Its also important that, when you add the custom rule on "/usr/local/csf/bin/regex.custom.pm " you add it without blank spaces lines on the top. I attach an image of how I made it work.

After making any change on that file restart CSF.


Let me know if it worked.
 

Attachments

webstyler

Well-Known Member
Nov 20, 2003
486
4
168
I found the answer in this thread Blocking Wordpress Login and xmlprc attacks with LFD - ConfigServer Community Forum
Code:
# WP-LOGINS
if (($globlogs{CUSTOM2_LOG}{$lgfile}) and ($line =~ /(\S+).*] "\w*(?:GET|POST) \/wp-login\.php.*" /)) {
   return ("your ban comment",$1,"WPLOGINorWHATEVER","3","80,443,21,25,22,23","1");
   }
Notice the \w*(?GET|POST) vs the POST difference.
Well my test would not show in the csf.deny but as soon as I restarted csf after saving this I saw entries come in the csf.deny.

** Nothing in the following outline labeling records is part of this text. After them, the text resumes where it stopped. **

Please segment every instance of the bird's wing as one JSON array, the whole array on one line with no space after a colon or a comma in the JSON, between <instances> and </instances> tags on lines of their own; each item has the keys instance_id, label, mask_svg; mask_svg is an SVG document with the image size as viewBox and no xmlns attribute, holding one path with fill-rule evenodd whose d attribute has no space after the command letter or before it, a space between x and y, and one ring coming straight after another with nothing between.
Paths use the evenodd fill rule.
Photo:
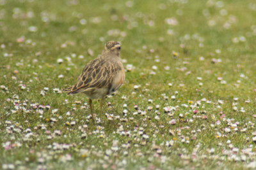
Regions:
<instances>
[{"instance_id":1,"label":"bird's wing","mask_svg":"<svg viewBox=\"0 0 256 170\"><path fill-rule=\"evenodd\" d=\"M90 62L78 77L77 83L70 89L70 94L84 91L89 88L110 89L111 83L122 67L116 62L104 58L97 58Z\"/></svg>"}]
</instances>

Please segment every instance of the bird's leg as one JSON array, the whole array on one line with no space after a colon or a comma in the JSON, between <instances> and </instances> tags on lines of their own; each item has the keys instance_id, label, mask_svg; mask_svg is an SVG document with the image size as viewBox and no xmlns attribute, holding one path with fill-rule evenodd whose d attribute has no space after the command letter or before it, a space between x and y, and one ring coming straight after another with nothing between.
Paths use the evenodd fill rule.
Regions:
<instances>
[{"instance_id":1,"label":"bird's leg","mask_svg":"<svg viewBox=\"0 0 256 170\"><path fill-rule=\"evenodd\" d=\"M103 97L102 99L101 99L101 101L100 101L100 119L102 119L102 104L103 104L103 102L104 102L104 97Z\"/></svg>"},{"instance_id":2,"label":"bird's leg","mask_svg":"<svg viewBox=\"0 0 256 170\"><path fill-rule=\"evenodd\" d=\"M89 99L89 105L90 105L90 109L91 110L92 118L92 120L93 120L93 122L94 122L93 115L92 113L92 101L91 99Z\"/></svg>"}]
</instances>

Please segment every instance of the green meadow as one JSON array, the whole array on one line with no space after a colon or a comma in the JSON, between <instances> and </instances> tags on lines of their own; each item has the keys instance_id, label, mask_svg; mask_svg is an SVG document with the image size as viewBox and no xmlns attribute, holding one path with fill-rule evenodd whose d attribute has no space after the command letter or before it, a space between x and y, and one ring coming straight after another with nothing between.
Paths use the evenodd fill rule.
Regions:
<instances>
[{"instance_id":1,"label":"green meadow","mask_svg":"<svg viewBox=\"0 0 256 170\"><path fill-rule=\"evenodd\" d=\"M0 0L0 169L255 169L253 0ZM62 90L108 41L125 81Z\"/></svg>"}]
</instances>

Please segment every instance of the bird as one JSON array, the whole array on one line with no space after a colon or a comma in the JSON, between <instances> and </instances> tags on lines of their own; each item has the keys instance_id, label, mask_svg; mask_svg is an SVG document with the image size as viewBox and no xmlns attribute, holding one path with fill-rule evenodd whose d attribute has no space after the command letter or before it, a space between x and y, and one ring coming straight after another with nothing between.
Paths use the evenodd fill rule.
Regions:
<instances>
[{"instance_id":1,"label":"bird","mask_svg":"<svg viewBox=\"0 0 256 170\"><path fill-rule=\"evenodd\" d=\"M102 118L104 99L116 91L124 82L125 74L120 60L120 50L119 42L108 41L101 55L84 66L76 84L63 90L67 95L85 94L89 98L93 121L92 99L101 99L100 117Z\"/></svg>"}]
</instances>

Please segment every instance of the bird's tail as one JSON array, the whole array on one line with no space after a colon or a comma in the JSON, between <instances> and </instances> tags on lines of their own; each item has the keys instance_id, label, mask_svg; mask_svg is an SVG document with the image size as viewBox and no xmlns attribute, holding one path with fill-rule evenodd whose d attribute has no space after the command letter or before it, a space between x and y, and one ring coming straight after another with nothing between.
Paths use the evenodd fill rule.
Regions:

It would be nice to know which logfile (user) was getting hit.
Hello

How to insert "in the log" the account involved instead "you ban comment" ?

Thanks
 

asmithjr

Well-Known Member
Jun 13, 2003
516
8
168
I believe this will work as it works for me.
Code:
if (($globlogs{CUSTOM2_LOG}{$lgfile}) and ($line =~ /(\S+).*] "\w*(?:GET) \/wp-login\.php.*" /)) {
   return ("Failed Wordpress GET $lgfile",$1,"WPLOGINGET","3","80,443,21,25,22,23","1");
   }
if (($globlogs{CUSTOM2_LOG}{$lgfile}) and ($line =~ /(\S+).*] "\w*(?:POST) \/wp-login\.php.*" /)) {
   return ("Failed Wordpress POST $lgfile",$1,"WPLOGINPOST","3","80,443,21,25,22,23","1");
   }
Code:
104.248.22.250 # lfd: (WPLOGINGET) Failed Wordpress GET /home/nsdc70/access-logs/******.com-ssl_log 104.248.22.250 (DE/Germany/-): 3 in the last 3600 secs - Tue Jun  2 02:46:33 2020
I put ***** in my log example above to hist the domain name but as you see I now can see what log the message is from.
I hope this helps.
 

WorkinOnIt

Well-Known Member
Aug 3, 2016
312
54
78
UK
cPanel Access Level
Root Administrator
Just to comment that although this appears to be useful, it doesn't seem to work for me;

I followed the instructions, then used a VPN to try to login to a wordpress site - and tried random loginsd 5 times to trigger the block. LFD accurately recorded the block like so:

(WPLOGIN) WP Login Attack 77.zzz.zzz.100 (-): 5 in the last 3600 secs - *Blocked in csf* port=80 [LF_CUSTOMTRIGGER]
And when I do a search in the block tables, the IP also shows in the CSF log as blocked for 5 minutes.... All good - but then:

As soon as the block was showing, I then reloaded the wp-login page (still using the same VPN) and this time I entered the correct log in credentials and the site worked as per normal, allowing me to login....so.... I'm not sure exactly what's happening there - I expected the site to not load.... but it let me in just fine.

The block shows, but I was still able to login ... what could be going wrong here?